I would remind you, sir, of Medal of Honor recipient Gen. Douglas MacArthur’s 1962 speech in which he set out the sole mission of the military, despite changes occurring around it:

“And through all this welter of change and development, your mission remains fixed, determined, inviolable – it is to win our wars. Everything else in your professional career is but corollary to this vital dedication. All other public purposes, all other public projects, all other public needs, great or small, will find others for their accomplishment; but you are the ones who are trained to fight; yours is the profession of arms – the will to win, the sure knowledge that in war there is no substitute for victory; that if you lose, the nation will be destroyed. …”

For all intents and purposes, DEI is another name for affirmative action – a policy the U.S. Supreme Court recently ruled unconstitutional, favoring blacks over Asians and whites in college admissions.

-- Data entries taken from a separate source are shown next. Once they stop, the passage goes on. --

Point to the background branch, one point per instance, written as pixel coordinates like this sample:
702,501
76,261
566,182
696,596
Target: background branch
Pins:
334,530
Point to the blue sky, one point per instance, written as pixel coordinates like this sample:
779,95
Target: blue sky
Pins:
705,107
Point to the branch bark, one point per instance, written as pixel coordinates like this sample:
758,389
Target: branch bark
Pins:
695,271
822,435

Additionally, a lawsuit has now been filed against West Point for basing its admissions on race as well. Numerous colleges and corporations, recognizing the unfairness of DEI, have been abandoning the program. It will not be long before DEI goes the way of affirmative action either voluntarily or by court mandate.

You, sir, actually underscored the bottom line for merit over DEI in a statement you made during your Senate confirmation hearing concerning your personal goal as a pilot: “I didn’t want to be the best African-American F-16 pilot, I wanted to be the best F-16 pilot.” I would submit that such a goal is sought by all pilots, but the playing field must be completely leveled to reach it fairly.

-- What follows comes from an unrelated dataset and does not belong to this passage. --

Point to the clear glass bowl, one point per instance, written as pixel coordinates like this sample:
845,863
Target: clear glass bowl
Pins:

I do have a dog in this fight, sir. My family has a proud tradition of military service going back to the American Revolution, begun by Jacob Zumwalt, continuing through every conflict of the 20th century and on into the 21st century as my son, James, a bomb technician, became the fourth generation of the family to be awarded the Bronze Star – his earned for defusing over 150 roadside bombs.

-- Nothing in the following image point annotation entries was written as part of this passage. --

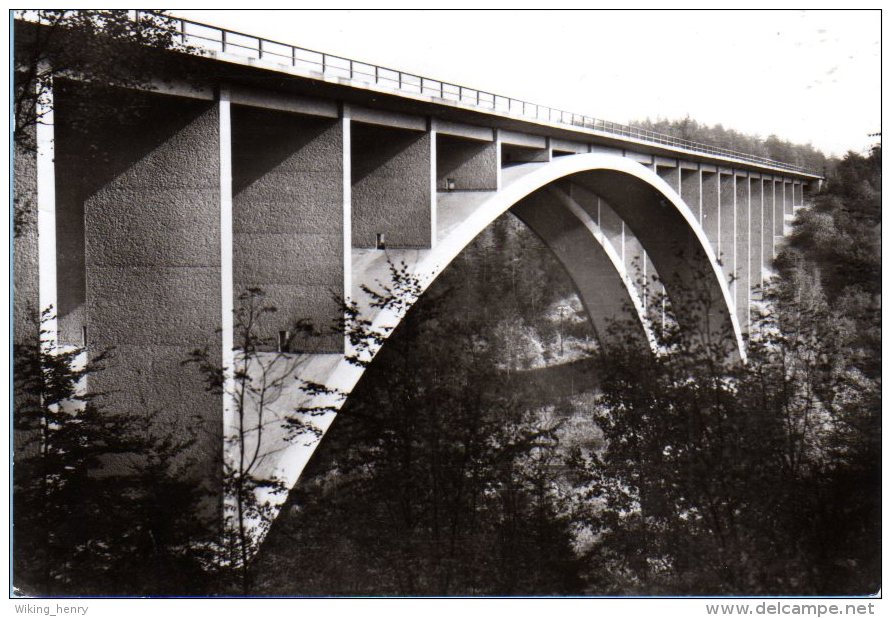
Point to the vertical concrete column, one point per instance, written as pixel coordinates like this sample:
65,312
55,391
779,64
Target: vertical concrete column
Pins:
711,208
153,265
779,211
727,220
788,200
671,174
498,154
635,258
46,216
289,218
756,237
472,165
743,289
431,132
612,226
347,204
391,186
691,191
227,282
26,252
768,213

Yet, despite this history, I am reluctant to advise my grandchildren to continue the tradition of a military that prioritizes wokeness over talent.

Gen. Brown, for the next four years, you – more so than anyone else – will have authority to determine whether talent or racial preference becomes the standard for determining who fights for us on tomorrow’s battlefields.

You promised during your Senate confirmation hearing to keep politics out of the military. By definition, DEI is a political beast undermining the military’s effort to field the most talented fighting force.

For the military, that beast now must be slain. Ignoring merit denies a level playing field for all – tilting it, instead, toward a “favored” race.

Coach Calhoun has done a tremendous job of fielding football teams based purely on talent. Our military need do the same.


Lt. Col. James G. Zumwalt is a retired Marine infantry officer who served in the Vietnam war, the U.S. invasion of Panama and the first Gulf war. He is the author of three books on the Vietnam war, North Korea and Iran as well as hundreds of op-eds.